I really think saying yes is the secret to growth in your career, your family, your entire life. Sure you have to be reasonable but unless you are constantly stepping out of your comfort zone you are getting smaller instead of bigger. And while I hear people say “if it isn’t a whole heart yes then it is a no” I do not believe that. Nobody ever has a whole heart yes to something outside their comfort zone, that’s impossible. I have no trouble saying no to stuff that feels like, meh. But if it is scary with a hint of promise then I’m all in because every good thing I’ve ever gotten started like that. Great post, there is no easy answer to setting priorities in life especially if you are a positive person, like you, where most of what you look at seems positive. Imagine how much better your life is because your cup of opportunity is over flowing, unlike someone who does nothing and enjoys nothing.
That is very true – I’d rather have the problem of saying yes to too many things (and have too many good options to choose from) than the flip side of doing nothing and enjoying nothing.
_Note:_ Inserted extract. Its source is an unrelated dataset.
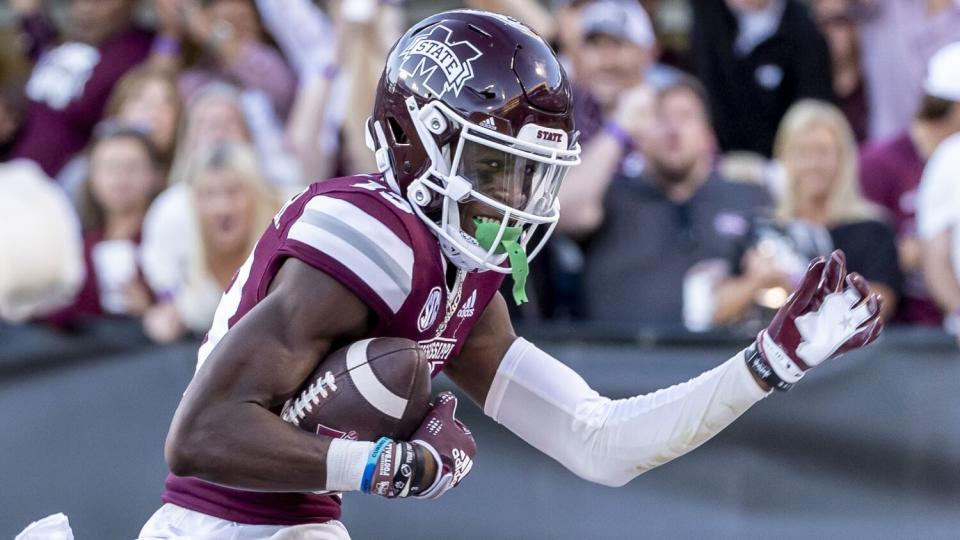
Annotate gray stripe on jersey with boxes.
[300,208,413,296]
This is a great post! I am struggling with something related at the moment–I am involved in a volunteer organization that I love, but it’s pulling me away from some other things and involves a lot of travel. I don’t want to bail on a commitment I made, but it’s not currently serving my needs.
How long is the commitment for? If it’s short term, I’d probably stick it out. If we’re talking years, perhaps not.
Lol, finally getting around to reading this. Nice post Angela! Your article reminded me of a recent book I just finished, “Essentialism” by Greg McKeown. He talks about the tradeoffs of saying yes and no, just like what you went through. That Essentialists say no to just about everything, to try and focus on their craft and only say yes to those things that is aligned with what they are trying to achieve lol. How is your yes and no journey almost a year later?